* [dpdk-dev] Polling too often at lower packet rates?
@ 2015-04-08 16:35 Aaron Campbell
2015-04-08 18:00 ` Stephen Hemminger
2015-04-08 19:11 ` Ananyev, Konstantin
0 siblings, 2 replies; 7+ messages in thread
From: Aaron Campbell @ 2015-04-08 16:35 UTC (permalink / raw)
To: dev
Hi,
I have a machine with 6 DPDK ports (4 igb, 2 ixgbe), with 1.23Mpps traffic offered to only one of the 10G ports (the other 5 are unused). I also have a program with a pretty standard looking DPDK receive loop, where it calls rte_eth_rx_burst() for each configured port. If I configure the loop to read from all 6 ports, it can read the 1.23Mpps rate with no drops. If I configure the loop to poll only 1 port (the ixgbe receiving the traffic), I lose about 1/3rd of the packets (i.e., the NIC drops ~400Kpps).
Another data point is that if I configure the loop to read from 3 out of the 6 ports, the drop rate is reduced to less than half (i.e., the NIC is only dropping ~190Kpps now). So it seems that in this test, throughput improves by adding NICs, not removing them, which is counter-intuitive. Again, I get no drops when polling all 6 ports. Note, the burst size is 32.
I did find a reference to a similar issue in a recent paper (http://www.net.in.tum.de/fileadmin/bibtex/publications/papers/ICN2015.pdf), Section III, which states:
"The DPDK L2FWD application initially only managed to forward 13.8 Mpps in the single direction test at the maximum CPU frequency, a similar result can be found in [11]. Reducing the CPU frequency increased the throughput to the expected value of 14.88 Mpps. Our investigation of this anomaly revealed that the lack of any processing combined with the fast CPU caused DPDK to poll the NIC too often. DPDK does not use interrupts, it utilizes a busy wait loop that polls the NIC until at least one packet is returned. This resulted in a high poll rate which affected the throughput. We limited the poll rate to 500,000 poll operations per second (i.e., a batch size of about 30 packets) and achieved line rate in the unidirectional test with all frequencies. This effect was only observed with the X520 NIC, tests with X540 NICs did not show this anomaly.”
Another reference, from this mailing list last year (http://wiki.dpdk.org/ml/archives/dev/2014-January/001169.html):
"I suggest you to check average burst sizes on receive queues. Looks like I stumbled upon a similar issue several times. If you are calling rte_eth_rx_burst too frequently, NIC begins losing packets no matter how many CPU horse power you have (more you have, more it loses, actually). In my case this situation occured when average burst size is less than 20 packets or so. I'm not sure what's the reason for this behavior, but I observed it on several applications on Intel 82599 10Gb cards.”

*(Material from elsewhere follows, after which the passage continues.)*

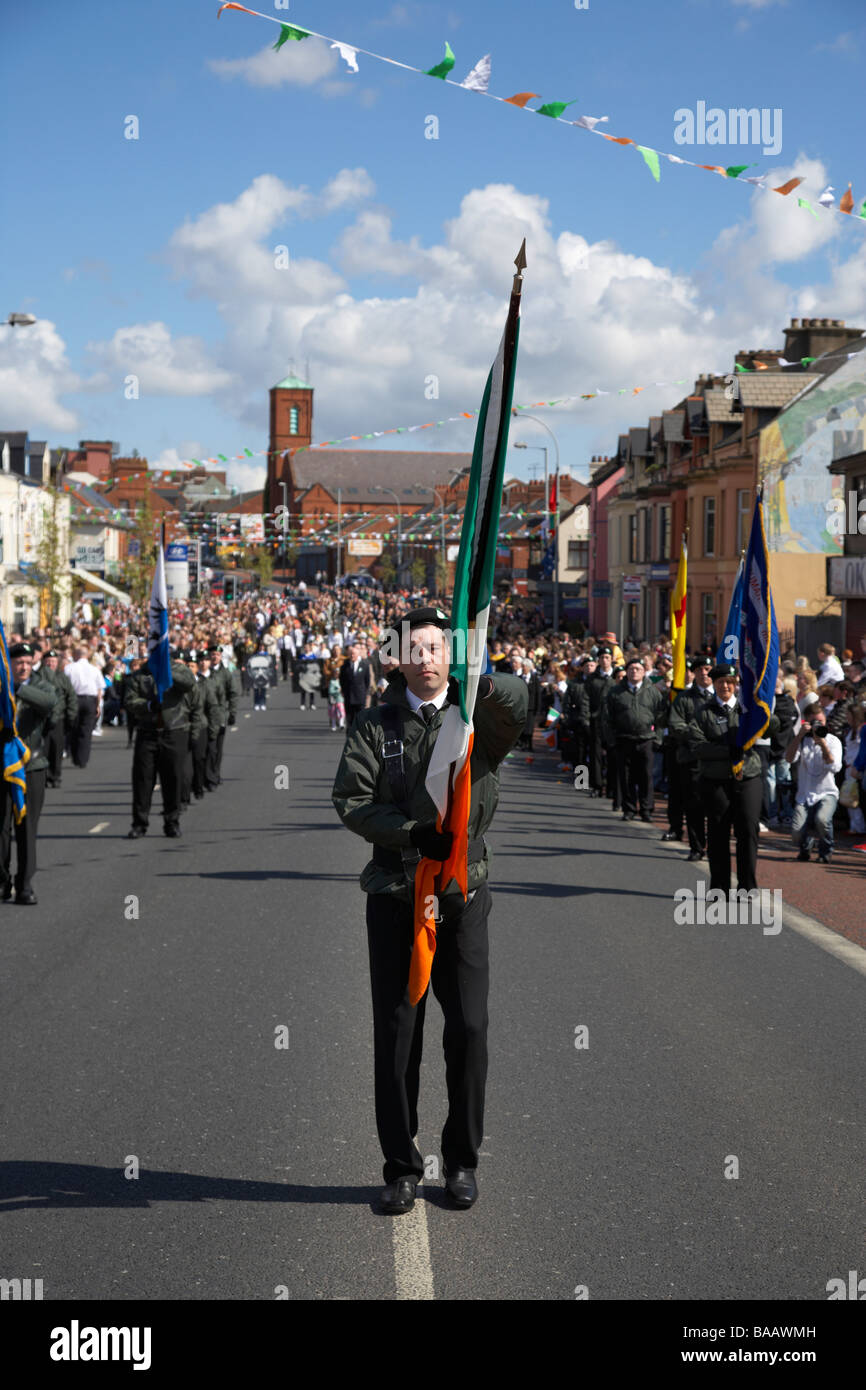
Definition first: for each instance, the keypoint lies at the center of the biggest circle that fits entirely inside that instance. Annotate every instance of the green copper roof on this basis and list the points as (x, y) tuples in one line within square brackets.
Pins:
[(292, 382)]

So I’m wondering if anyone can explain at a lower level what happens when you poll “too often”, and if there are any practical workarounds. We’re using this same program and DPDK version to process 10G line-rate in other scenarios, so I’m confident that the overall packet capture architecture is sound.
-Aaron
^ permalink raw reply [flat|nested] 7+ messages in thread
* Re: [dpdk-dev] Polling too often at lower packet rates?

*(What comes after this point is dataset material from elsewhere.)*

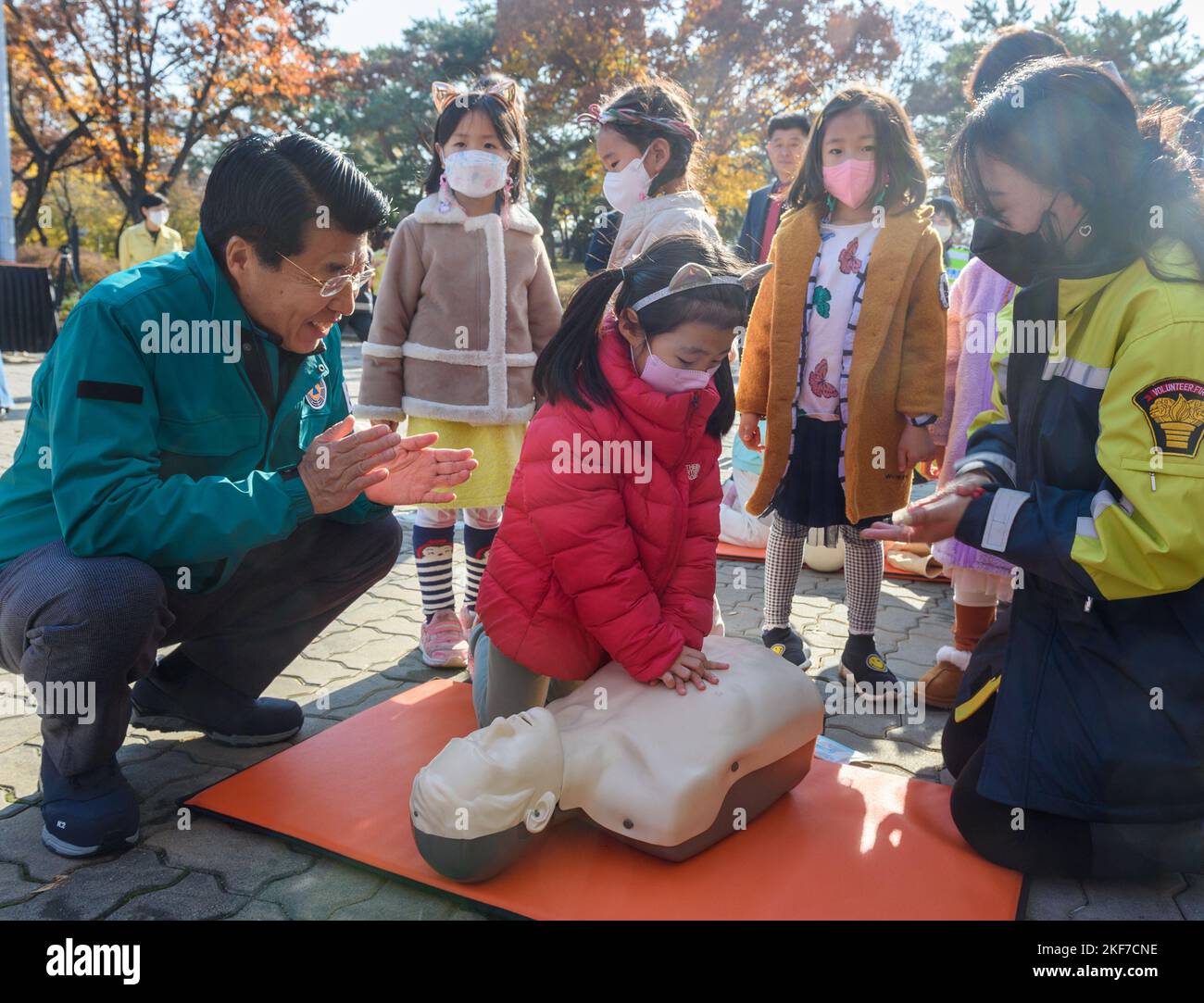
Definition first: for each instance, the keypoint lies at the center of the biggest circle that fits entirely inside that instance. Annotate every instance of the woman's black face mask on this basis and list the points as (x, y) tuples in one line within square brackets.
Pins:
[(1020, 257)]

2015-04-08 16:35 [dpdk-dev] Polling too often at lower packet rates? Aaron Campbell
@ 2015-04-08 18:00 ` Stephen Hemminger
2015-04-09 18:26 ` Aaron Campbell
2015-04-08 19:11 ` Ananyev, Konstantin
1 sibling, 1 reply; 7+ messages in thread
From: Stephen Hemminger @ 2015-04-08 18:00 UTC (permalink / raw)

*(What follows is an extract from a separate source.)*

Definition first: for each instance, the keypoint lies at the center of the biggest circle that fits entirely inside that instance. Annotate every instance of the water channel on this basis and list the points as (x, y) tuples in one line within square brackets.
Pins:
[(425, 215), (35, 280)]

To: Aaron Campbell; +Cc: dev
We use adaptive polling loop similar to l3fwd-power example.
See:
http://video.fosdem.org/2015/devroom-network_management_and_sdn/
On Wed, Apr 8, 2015 at 9:35 AM, Aaron Campbell <aaron@arbor.net> wrote:
> Hi,
>
> I have a machine with 6 DPDK ports (4 igb, 2 ixgbe), with 1.23Mpps traffic
> offered to only one of the 10G ports (the other 5 are unused). I also have
> a program with a pretty standard looking DPDK receive loop, where it calls
> rte_eth_rx_burst() for each configured port. If I configure the loop to
> read from all 6 ports, it can read the 1.23Mpps rate with no drops. If I
> configure the loop to poll only 1 port (the ixgbe receiving the traffic), I
> lose about 1/3rd of the packets (i.e., the NIC drops ~400Kpps).
>
> Another data point is that if I configure the loop to read from 3 out of
> the 6 ports, the drop rate is reduced to less than half (i.e., the NIC is
> only dropping ~190Kpps now). So it seems that in this test, throughput
> improves by adding NICs, not removing them, which is counter-intuitive.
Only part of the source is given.